Religion, within its province, addresses those interrelationships of understanding the nature of man and thus from that what is moral, ethical, and just. Natural law is just such a realm and its basis is what is regarded as man's basic nature and rights and that springs again from the realm of religion. Many of these standards, ethical sensibilities, can be found in more than one of the great religions. Whether Islam, Christianity, or Buddhism it is regarded as wrong to steal, to lie, to cheat, and to commit murder (not that people belonging to such religions do not do these things but that they are recognized as criminal). These are all fundamental principles which comprise what we call a just society and they are all issues explored within the realm of religion and ethical precepts supporting them and are the basis upon which codified law is generated.
To seperate religion from law and from government is to suggest that amoral relativism should be the standard upon which we govern. The horrors that such a society would visit upon the innocent is not a pleasant thought.
Because you personally have a "bug" on religion does not change history, nor, thankfully, society.
Your understanding of the classics still doesn't prepare you to defeat the constitution and the limits under which it was intended to serve.
Do you understand why "gun free school zones" was not a legitimate federal issue? Do you know why the only means the feds have to enforce federally mandated speed limits is the withholding of funds? Why are there no national criminal sanctions or fines for violators of the federal speed limit?
DO YOU UNDERSTAND THAT THE FEDERAL CONSTITUTION IS A DOCUMENT OF LIMITED POWERS, and better scholars than you and I have tried to defeat that for their own reasons? (The diff is, I know why they failed and why your argument is retreading over losing ground)
Until you do, you're just making smoke to hide your "constitution deficit". And, high sounding references to the classics do not justify exceeding the limits under which the federal govt was intended to operate.

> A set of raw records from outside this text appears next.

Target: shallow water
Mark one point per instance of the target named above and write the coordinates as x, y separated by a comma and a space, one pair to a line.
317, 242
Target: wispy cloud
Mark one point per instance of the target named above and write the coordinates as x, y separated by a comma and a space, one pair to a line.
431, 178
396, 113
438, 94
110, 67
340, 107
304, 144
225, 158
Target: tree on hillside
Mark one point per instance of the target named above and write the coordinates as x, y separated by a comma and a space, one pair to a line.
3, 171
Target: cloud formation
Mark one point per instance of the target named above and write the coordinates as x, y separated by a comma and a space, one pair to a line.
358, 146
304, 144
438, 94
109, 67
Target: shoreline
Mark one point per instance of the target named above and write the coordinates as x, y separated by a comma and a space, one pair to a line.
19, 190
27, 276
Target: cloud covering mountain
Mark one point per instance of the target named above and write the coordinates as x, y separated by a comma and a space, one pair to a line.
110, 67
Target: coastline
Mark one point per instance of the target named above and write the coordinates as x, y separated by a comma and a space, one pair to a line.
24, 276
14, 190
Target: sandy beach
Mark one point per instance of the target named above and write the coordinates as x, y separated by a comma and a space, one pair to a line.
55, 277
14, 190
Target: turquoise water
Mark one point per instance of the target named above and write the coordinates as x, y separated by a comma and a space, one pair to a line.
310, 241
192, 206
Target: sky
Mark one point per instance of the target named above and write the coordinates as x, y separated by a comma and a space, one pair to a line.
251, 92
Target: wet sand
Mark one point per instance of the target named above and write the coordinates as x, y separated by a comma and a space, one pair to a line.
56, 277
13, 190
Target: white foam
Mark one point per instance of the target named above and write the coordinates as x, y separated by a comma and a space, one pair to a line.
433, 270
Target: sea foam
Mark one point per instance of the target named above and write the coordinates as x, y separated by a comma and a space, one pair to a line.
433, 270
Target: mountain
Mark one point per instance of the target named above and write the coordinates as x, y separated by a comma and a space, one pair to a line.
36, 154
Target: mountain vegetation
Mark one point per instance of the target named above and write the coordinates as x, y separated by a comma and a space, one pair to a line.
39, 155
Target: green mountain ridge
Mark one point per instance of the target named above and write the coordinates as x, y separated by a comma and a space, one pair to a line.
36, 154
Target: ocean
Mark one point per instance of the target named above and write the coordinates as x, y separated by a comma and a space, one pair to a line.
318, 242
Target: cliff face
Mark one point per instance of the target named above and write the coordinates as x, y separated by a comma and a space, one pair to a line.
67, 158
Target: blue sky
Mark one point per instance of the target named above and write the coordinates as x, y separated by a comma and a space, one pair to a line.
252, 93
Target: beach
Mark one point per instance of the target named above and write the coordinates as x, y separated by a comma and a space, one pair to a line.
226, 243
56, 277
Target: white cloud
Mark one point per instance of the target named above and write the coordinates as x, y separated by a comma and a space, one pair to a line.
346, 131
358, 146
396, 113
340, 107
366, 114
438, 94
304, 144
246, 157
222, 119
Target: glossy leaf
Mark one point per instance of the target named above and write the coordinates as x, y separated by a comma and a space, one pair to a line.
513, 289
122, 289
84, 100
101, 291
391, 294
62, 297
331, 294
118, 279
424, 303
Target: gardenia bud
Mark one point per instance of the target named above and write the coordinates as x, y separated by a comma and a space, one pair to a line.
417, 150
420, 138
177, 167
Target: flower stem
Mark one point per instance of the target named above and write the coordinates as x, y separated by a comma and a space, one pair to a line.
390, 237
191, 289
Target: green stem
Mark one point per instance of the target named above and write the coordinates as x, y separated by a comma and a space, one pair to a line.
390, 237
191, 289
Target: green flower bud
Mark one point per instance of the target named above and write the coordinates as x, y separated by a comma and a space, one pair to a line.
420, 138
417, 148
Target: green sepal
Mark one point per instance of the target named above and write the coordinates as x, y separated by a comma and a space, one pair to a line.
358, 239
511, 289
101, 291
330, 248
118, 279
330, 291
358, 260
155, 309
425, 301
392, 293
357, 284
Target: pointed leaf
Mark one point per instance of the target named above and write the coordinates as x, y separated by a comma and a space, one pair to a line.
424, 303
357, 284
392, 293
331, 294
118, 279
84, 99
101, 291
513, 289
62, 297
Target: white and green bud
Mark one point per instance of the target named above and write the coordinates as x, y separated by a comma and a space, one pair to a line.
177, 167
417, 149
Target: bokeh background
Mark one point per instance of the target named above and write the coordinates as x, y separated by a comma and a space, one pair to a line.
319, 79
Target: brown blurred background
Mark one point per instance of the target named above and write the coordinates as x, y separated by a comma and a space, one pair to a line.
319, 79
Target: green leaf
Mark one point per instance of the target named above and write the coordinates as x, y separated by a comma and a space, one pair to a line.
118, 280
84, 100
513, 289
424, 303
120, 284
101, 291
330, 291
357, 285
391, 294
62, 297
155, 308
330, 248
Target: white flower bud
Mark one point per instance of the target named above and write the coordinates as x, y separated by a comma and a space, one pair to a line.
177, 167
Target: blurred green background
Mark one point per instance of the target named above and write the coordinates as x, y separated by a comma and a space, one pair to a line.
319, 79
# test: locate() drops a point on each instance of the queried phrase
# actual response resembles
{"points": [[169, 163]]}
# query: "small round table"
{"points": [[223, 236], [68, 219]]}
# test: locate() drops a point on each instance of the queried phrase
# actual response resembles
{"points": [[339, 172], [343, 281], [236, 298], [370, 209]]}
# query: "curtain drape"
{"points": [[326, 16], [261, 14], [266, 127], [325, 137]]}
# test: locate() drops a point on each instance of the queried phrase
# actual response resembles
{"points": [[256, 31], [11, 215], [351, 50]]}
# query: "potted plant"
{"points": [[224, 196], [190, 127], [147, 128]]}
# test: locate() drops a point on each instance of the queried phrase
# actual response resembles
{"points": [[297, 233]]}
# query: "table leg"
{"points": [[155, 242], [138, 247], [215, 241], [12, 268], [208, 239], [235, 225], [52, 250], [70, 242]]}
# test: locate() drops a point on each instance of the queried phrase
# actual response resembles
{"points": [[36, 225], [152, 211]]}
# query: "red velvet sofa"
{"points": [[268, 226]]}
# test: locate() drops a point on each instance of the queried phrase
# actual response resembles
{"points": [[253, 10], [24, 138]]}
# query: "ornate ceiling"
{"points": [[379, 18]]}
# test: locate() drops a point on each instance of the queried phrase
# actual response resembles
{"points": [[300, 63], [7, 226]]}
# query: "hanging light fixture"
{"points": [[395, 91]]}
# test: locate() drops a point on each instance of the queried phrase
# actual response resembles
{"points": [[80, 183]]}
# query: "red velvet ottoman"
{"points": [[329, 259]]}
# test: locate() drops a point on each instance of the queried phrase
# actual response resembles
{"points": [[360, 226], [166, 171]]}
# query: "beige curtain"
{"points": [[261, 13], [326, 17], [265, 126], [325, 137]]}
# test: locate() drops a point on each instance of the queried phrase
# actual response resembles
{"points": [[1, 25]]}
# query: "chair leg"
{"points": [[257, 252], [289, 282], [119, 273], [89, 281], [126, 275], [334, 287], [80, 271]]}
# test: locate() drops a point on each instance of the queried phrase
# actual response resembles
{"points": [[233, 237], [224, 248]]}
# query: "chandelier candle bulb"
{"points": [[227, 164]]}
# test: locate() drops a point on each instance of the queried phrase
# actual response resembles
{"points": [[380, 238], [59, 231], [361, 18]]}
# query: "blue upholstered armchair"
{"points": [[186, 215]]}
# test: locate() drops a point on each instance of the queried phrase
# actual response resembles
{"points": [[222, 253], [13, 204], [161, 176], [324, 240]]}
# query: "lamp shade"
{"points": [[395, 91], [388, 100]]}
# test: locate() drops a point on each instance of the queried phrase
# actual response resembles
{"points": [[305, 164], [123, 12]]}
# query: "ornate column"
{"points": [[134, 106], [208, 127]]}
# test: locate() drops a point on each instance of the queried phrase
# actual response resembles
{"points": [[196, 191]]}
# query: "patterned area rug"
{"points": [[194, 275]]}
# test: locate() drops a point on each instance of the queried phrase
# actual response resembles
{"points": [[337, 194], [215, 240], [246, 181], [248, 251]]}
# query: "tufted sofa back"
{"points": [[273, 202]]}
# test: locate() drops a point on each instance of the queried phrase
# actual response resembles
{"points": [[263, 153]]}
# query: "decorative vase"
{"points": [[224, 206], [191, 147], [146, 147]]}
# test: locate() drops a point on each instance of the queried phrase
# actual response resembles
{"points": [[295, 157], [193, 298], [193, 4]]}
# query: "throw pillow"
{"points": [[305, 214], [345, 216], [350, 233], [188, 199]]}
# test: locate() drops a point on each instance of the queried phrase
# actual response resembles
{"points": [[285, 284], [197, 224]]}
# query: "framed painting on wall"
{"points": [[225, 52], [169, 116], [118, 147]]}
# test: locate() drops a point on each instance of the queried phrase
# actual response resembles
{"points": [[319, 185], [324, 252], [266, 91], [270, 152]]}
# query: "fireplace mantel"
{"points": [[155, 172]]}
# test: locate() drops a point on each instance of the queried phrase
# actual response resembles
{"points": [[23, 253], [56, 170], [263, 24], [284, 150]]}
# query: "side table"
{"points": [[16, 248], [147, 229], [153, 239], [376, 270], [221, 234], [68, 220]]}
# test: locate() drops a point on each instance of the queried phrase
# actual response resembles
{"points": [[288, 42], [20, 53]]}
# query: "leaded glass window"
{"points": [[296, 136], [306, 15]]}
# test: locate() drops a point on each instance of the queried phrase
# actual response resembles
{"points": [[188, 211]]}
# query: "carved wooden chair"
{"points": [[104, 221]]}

It wouldn't matter if the issue was cannibalism of the unborn. IT IS SIMPLY NOT A FEDERAL QUESTION, NOR SHOULD IT BE.
First the Constitution is not a document of "Limited Powers" but a document of ENUMERATED POWERS which means not that it is merely limited but has no power, legally, beyond those powers specifically allowed it.
However, that was not my point which you are steadfastly missing or ignoring i.e., what influences and standards guided the Founding Fathers in constructing that document?
Hint: The prohibition against "establishments of religion" was not set up to guard the state against religion but the church against the state.
It wouldn't matter if the issue was cannibalism of the unborn. IT IS SIMPLY NOT A FEDERAL QUESTION, NOR SHOULD IT BE.
Well at least you were half right. Under the existing Constitution it is not a Federal issue, but I think your over the top example is simply begging the question since the phrase "nor should it be" is your personal value judgement. The kind of thing the Founding Fathers took into consideration in writing the Constitution - value judgements and the Constitution was not written in a vacuum devoid of understanding of the preceding thousands of years of history, and religion, for good and ill, was very much a part of that history. Further the Founding Fathers were largely a religious group and schooled in religion and that schooling had no small influence in their final product i.e., the Constitution.
First the Constitution is not a document of "Limited Powers" but a document of ENUMERATED POWERS which means not that it is merely limited but has no power, legally, beyond those powers specifically allowed it.
And the Bill of Rights was not meant to establish the rights of men but was the "Ten Commandments" of the Constitution, the "thou shalt nots" aimed at the government. These are God given rights and "thou shalt not" touch them!